When writing any genre fiction, it’s important to follow the rules. Genre readers have expectations, and your job as author is to entertain the reader and meet those expectations.
Begin with the ending. Romance novels end happily with conflicts resolved and mutual love expressed between the two main characters.
Story formula is basic and as follows:
- Heroine is in her early to mid-twenties, either has a career or is working on one, believes in love.
- Hero is older, established in life (career or wealth), lacks depth in interpersonal relationships.
- Both heroine and hero are attractive to reader in some fashion (physically, vulnerable, sexy).
- Secondary characters are as realistic as the primary, but their job is to produce conflict and complications for the love between the two primary characters.
- Secondary characters are critical to plot development.
- Typically, the two main characters have some misconception about each other, thus fostering conflict.
- Romantic tension (conflict and attraction) permeates the story but admission of love isn’t done until the end of the book.
- The first few pages lay the groundwork for the story.
- Any flashback material comes toward the beginning, but after the reader meets the heroine.

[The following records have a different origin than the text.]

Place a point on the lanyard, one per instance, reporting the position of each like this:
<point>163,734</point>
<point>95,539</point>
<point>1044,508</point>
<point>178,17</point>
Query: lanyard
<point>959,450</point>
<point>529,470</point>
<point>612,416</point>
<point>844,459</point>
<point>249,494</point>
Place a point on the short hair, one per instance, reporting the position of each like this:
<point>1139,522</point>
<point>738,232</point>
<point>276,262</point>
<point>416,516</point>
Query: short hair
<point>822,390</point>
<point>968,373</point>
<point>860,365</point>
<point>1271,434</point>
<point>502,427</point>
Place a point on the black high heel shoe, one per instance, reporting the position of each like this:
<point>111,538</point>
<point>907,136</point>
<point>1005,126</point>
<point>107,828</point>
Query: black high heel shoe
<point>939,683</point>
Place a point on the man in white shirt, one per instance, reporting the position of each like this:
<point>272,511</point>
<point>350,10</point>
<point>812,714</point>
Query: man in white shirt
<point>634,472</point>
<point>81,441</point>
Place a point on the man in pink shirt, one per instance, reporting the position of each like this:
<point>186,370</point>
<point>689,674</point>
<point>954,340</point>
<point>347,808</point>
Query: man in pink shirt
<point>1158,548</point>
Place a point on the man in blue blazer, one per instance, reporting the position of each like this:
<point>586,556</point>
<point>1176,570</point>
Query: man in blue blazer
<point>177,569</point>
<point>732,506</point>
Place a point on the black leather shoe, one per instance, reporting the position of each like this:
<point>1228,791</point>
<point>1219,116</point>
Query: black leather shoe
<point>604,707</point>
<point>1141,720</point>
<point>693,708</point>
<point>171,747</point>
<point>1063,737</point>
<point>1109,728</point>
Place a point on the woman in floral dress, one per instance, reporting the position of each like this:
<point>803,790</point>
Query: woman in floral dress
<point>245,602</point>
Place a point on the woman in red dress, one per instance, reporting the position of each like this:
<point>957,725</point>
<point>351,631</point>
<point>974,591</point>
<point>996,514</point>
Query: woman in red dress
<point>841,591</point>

- Reader’s interest must be caught right away and sustained by developing each point in the story and everything in the story having a point.
- Action must be sequential.
Follow the formula, and you’ve written the basic romance. There are variations within the genre, of course. For example, the heroine could be older, more mature. There could be physical characteristics not considered attractive, but endearing, in one of the primary characters. There could be a spiritual element.
And if you’re looking to publish your romance novel with a publisher, look for an agent or at least get the publisher’s guidelines and follow them, along with the basics.